Digitized key-word searches rely on Optical Character Recognition (often abbreviated OCR). While OCR is a powerful tool that allows historians to sort through large volumes of data, it is also an imperfect tool.
If you are searching for an exact phrase, put the term in quotes. Be aware that historical newspapers often have a somewhat cavalier attitude towards names; multiple spellings and misspellings of names are normal. If a word or name has multiple known spellings, put both spellings in quotes separated with “or.”
While searching in the Brooklyn Digitized Newspaper archive for just “Camilla Urso” returned 131 results, adding the alternate spelling “Camille Urso” returned an additional 20 results. Also try searching for word truncations such as “Camil* Urso.”
Newspaper search algorithms work best with broad but specific results. In the example above, while I have specified an exact name in quotes, I have also made my search broad enough to encompass multiple spellings and misspellings.
How do you know if you have found a good set of keywords?
Good keywords are:
-Mappable (involve a geographical element)
-Significant amount of results (at least 200-500 results for a small project)
-Fill a gap in existing scholarship
-What do I want to know more about?
Stage II: Topic Based Reading & Stage III: Data Collection
One you have a good set of keywords, you are ready to move onto more systematic newspaper reading, either topic based reading, data collection, or both.
Topic based reading is reading systematically in order to learn more about a specific topic, and discover primary source quotations. Data collection involves reading large amounts of newspapers in a organized way in order to collect data on a specific topic (usually for mapping purposes). Depending on your research question, you may need to do both topic based reading and data collection. If you plan to make a map, then data collection is required. If you plan to use newspaper quotes in a research paper or other medium, than topic based reading is more appropriate for you.

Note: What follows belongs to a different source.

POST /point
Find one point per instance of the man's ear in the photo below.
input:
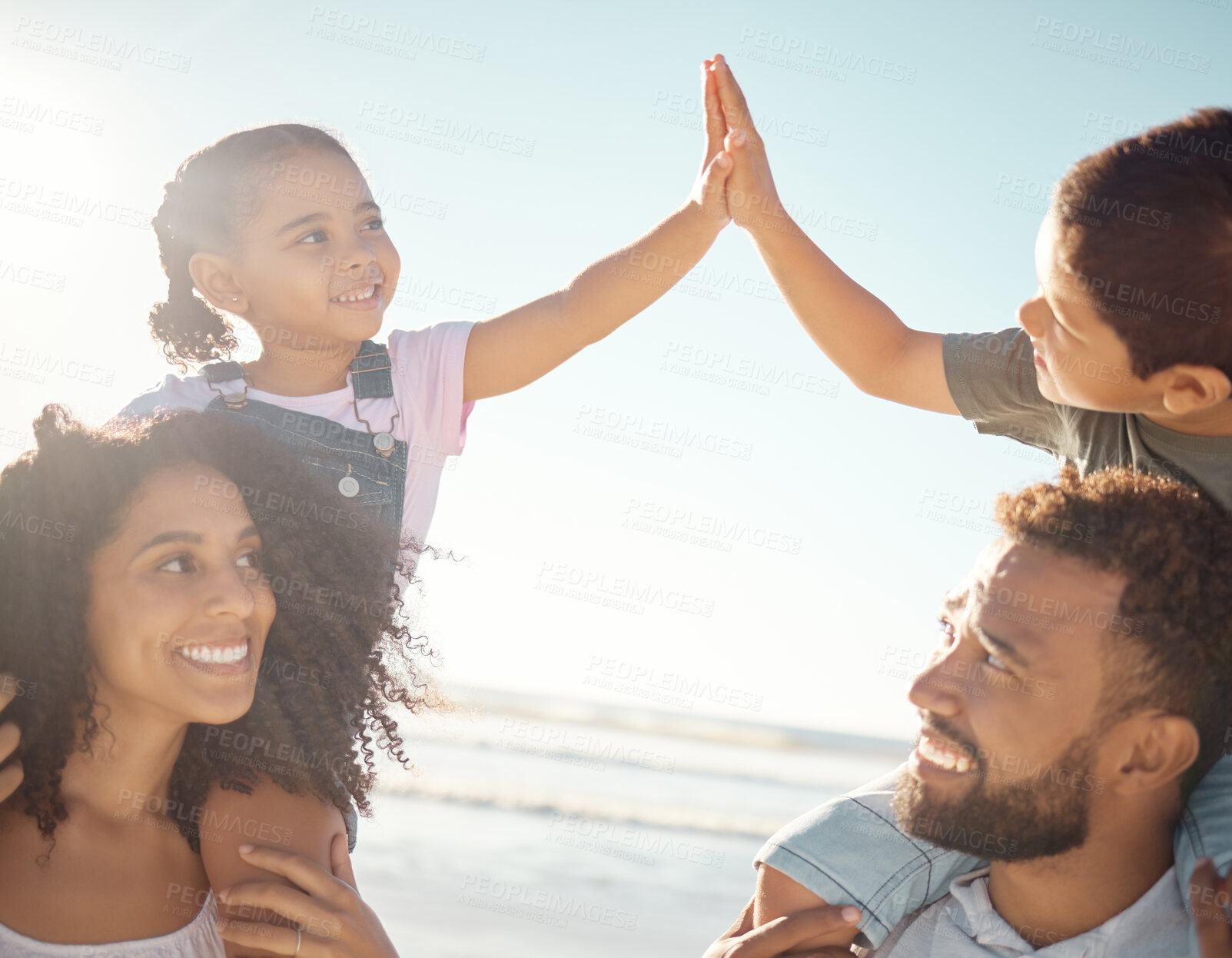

How do you read systematically and extract data from digitized newspapers?
Digitized newspapers return thousands of results with one click, however, browsing results too quickly can easily lead to misconstrued data. I recommend sorting your search results chronologically, this facilitates narrative reading and helps contextualize articles within a larger research narrative. When reading through search results, the most important thing is not to cherry pick. Regardless of how you sort your data, read all the search-results on a page. Do not rely on text previews or OCR to determine whether or not to view a result. When reading through results, it can be helpful to set aside or flag detailed articles that you may want to come back to, transcribe, or quote in the future. Setting them aside in a new tab, allows you to continue browsing without becoming sidetracked by a single article.
The Importance of Contextual Reading
Secondly, always look for context in a newspaper keyword result. Some databases facilitate contextual reading better than others. If the database automatically clips text into columns, click to view the whole page. As you read, ask yourself: What section of the newspaper is this in? How does the graphics, text, and size compare to the adjacent articles, columns, advertisements on the page? Where is the paper is this result located? Is it a front page story with a large heading, or is it hidden in a back page classified section?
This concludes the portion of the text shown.